Quel negazionismo in punta d’alabarda

Due o tre cose sul Friuli e sulla Venezia Giulia. E non solo di carattere geografico

A molti di voi il nome Giovanni Marzini dirà poco o nulla. Pensateci, però un attimo, soprattutto gli sportivi e vi ricorderete di lui come cronista Rai. Seguiva anche le partite dell’Udinese nell’epoca Zaccheroni per “Tutto il calcio minuto per minuto”.

Poi ne ha fatta di strada, diventando il responsabile della sede regionale della stessa Rai per lunghi tredici anni. Un’eternità. Sarebbe rimasto solo per coronare un desiderio rimasto pio: dare l’annuncio in diretta del ritorno della sua amata Triestina nel calcio che conta.

L'INTERVENTO DI MARZINI SUL SITO DE "IL PICCOLO"

Il suo amore più grande resta comunque la pallacanestro tanto che, dopo essere andato in pensione, per poco, visto che subito è stato nominato presidente del Corecom, ha coronato il sogno di rivestire un’altra presidenza: la società di basket giuliana Alma Trieste. Marzini è un tifoso, senza mezze misure.

Anche la polemica che ha scatenato sul quotidiano Il Piccolo con un articolo dal titolo “Macchè Venezia Giulia… siamo tutti friulani” dietro un’apparente ironia, nasconde un astio furioso nei confronti di ogni sostantivo, aggettivo, denominazione, che vagamente richiami il termine Friuli, senza che questo sia accompagnato da quel “Venezia Giulia”, a lui così caro.

L’occasione per manifestare questo livore gli è stata servita su di un piatto d’argento dal presidente del Consiglio, Paolo Gentiloni, il quale, durante la recente visita a Monfalcone, ha osato definire gli stabilimenti «un cantiere friulano».

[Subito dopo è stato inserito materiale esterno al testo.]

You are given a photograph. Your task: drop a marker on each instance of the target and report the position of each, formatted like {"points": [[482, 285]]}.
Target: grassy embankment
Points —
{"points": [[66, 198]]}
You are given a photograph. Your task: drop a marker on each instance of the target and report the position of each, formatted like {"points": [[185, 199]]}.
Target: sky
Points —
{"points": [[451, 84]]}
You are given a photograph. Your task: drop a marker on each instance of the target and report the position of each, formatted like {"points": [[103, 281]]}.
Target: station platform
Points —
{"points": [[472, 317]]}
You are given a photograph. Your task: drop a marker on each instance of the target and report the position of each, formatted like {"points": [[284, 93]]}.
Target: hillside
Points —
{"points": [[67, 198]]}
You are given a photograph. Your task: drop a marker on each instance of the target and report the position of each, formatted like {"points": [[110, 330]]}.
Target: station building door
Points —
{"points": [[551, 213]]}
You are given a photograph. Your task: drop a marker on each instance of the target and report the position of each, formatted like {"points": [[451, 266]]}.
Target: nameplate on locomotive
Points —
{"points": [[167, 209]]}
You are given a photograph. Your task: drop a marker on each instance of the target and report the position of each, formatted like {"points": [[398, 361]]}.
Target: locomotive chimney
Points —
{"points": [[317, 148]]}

Al nostro Marzini stava per venire un coccolone, già scioccato dal dover vedere sventolare la bandiera del patriarca sul pennone della Regione in occasione del Tre Aprile, sempre più triste alla conferma che in Italia e nel mondo, questo pezzo di terra viene identificato comunemente come Friuli e basta, non ha resistito a queste continue profanazioni dell’unità regionale.

Voleva usare la satira, ma è cosa difficile e non per tutti, specie quando si ha la coda di paglia proprio sulla questione friulana e sull’informazione che la riguarda.

Tutto ciò sarebbe accettabile da chiunque, anche dal più convinto “alabardista” anche da quel suo giocatore che, in occasione del derby di basket con la Gsa sfoderò, tra il compiacimento dei presenti, la famosa maglietta con la scritta “Odio Udine”.

Non solo: risponderei in modo pacato, o quasi, a ogni “negazionista” della storia e della geografia, per non parlare della lingua.

Diventa invece francamente insopportabile che a ergersi a difensore dell’unità regionale, che a presentarsi vittima di un sistema perverso di “semplificazioni”, si erga chi per tredici anni ha ricoperto un ruolo di responsabilità in un servizio pubblico sbilanciato, per tempi e argomenti, a tutto favore della cronaca triestina.

Sono i numeri a parlare, sono i programmi, sono i cognomi dagli accenti sbagliati, sono la marginalità e la ridotta presenza del friulano nei palinsesti, sono i sei piani della sede regionale a fronte delle condizioni in cui versano gli studi della redazione udinese, sono le invenzioni lessicali di Pordenonese e Isontino per non far pronunciare ai redattori la corretta dizione di Friuli Orientale e Occidentale.

Perfino la Messa della domenica o è trasmessa dalla cattedrale di San Giusto o non è più messa.

Insomma ci sarà un motivo per cui si chiama “Gazzettino giuliano”? Ecco perché, signor Marzini, la sua non è ironia e nemmeno polemica, ma solo una sfacciata presa in giro.

Del resto come considerava i friulani, l’avevamo già capito da una sua intervista, sempre sul quotidiano Il Piccolo, in cui dichiarava che: «La regione potrà crescere solo quando inizierà a ragionare come un’unica città da un milione e duecentomila abitanti».

Un pensiero unico e magari “giuliano”.